Hards, K., Cheung, C.-Y., Waller, N., Adolph, C., Keighley, L., Tee, Z. S., et al. (2022). An amiloride derivative is active against the F₁F_o-ATP synthase and cytochrome bd oxidase of Mycobacterium tuberculosis. Communications Biology, 5(1): 166. doi:10.1038/s42003-022-03110-8.

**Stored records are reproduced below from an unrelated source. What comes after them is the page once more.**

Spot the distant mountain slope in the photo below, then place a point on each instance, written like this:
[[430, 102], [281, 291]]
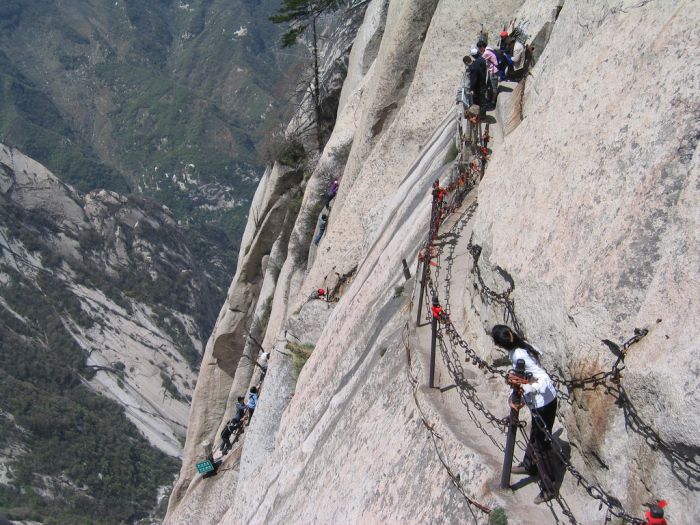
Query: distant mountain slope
[[103, 311]]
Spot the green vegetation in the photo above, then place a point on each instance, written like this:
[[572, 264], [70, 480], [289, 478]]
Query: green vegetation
[[300, 354]]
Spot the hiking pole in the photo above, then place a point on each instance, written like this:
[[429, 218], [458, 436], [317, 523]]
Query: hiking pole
[[436, 310], [515, 379]]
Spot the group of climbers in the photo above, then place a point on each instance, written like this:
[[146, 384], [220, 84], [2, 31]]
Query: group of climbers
[[323, 219], [244, 409], [485, 66]]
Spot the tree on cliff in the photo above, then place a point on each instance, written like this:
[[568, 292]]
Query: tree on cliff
[[302, 15]]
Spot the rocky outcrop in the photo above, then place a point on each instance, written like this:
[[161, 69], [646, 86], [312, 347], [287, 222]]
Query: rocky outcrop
[[588, 206]]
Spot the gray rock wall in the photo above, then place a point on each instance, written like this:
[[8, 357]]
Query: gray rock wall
[[590, 204]]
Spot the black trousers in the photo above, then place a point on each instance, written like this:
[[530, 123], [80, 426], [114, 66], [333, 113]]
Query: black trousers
[[539, 450]]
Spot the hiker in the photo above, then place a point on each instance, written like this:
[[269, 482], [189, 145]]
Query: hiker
[[262, 363], [491, 59], [317, 294], [541, 397], [503, 42], [517, 68], [240, 408], [232, 426], [252, 402], [321, 228], [331, 193], [476, 78]]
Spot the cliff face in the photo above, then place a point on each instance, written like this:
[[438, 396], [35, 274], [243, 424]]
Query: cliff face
[[103, 314], [589, 208]]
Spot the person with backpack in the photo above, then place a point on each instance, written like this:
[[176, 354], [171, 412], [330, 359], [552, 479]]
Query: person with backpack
[[252, 402], [331, 193], [232, 427], [519, 53], [540, 395]]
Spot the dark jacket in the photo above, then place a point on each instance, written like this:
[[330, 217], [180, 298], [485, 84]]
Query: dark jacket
[[481, 62]]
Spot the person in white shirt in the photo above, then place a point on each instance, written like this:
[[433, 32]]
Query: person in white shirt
[[540, 395]]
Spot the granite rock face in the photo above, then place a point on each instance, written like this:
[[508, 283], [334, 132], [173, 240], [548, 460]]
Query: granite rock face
[[589, 205], [87, 243]]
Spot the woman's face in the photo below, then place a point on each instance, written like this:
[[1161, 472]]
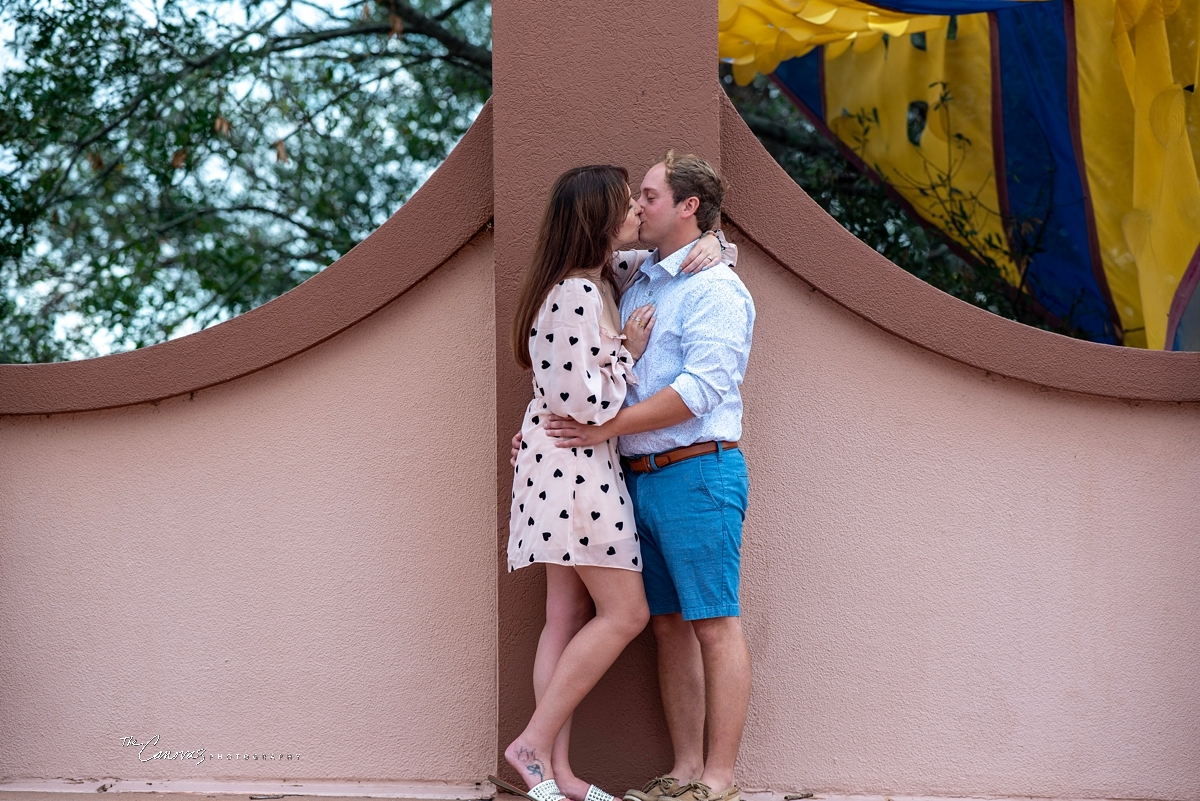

Cite as: https://hdl.handle.net/21.11116/0000-000A-0E3D-4

Abstract

Increasing antimicrobial resistance compels the search for next-generation inhibitors with differing or multiple molecular targets. In this regard, energy conservation in Mycobacterium tuberculosis has been clinically validated as a promising new drug target for combatting drug-resistant strains of M. tuberculosis. Here, we show that HM2-16F, a 6-substituted derivative of the FDA-approved drug amiloride, is an anti-tubercular inhibitor with bactericidal properties comparable to the FDA-approved drug bedaquiline (BDQ; Sirturo^®) and inhibits the growth of bedaquiline-resistant mutants. We show that HM2-16F weakly inhibits the F₁F_o-ATP synthase, depletes ATP, and affects the entry of acetyl-CoA into the Krebs cycle. HM2-16F synergizes with the cytochrome bcc-aa₃ oxidase inhibitor Q203 (Telacebec) and co-administration with Q203 sterilizes in vitro cultures in 14 days. Synergy with Q203 occurs via direct inhibition of the cytochrome bd oxidase by HM2-16F. This study shows that amiloride derivatives represent a promising discovery platform for targeting energy generation in drug-resistant tuberculosis.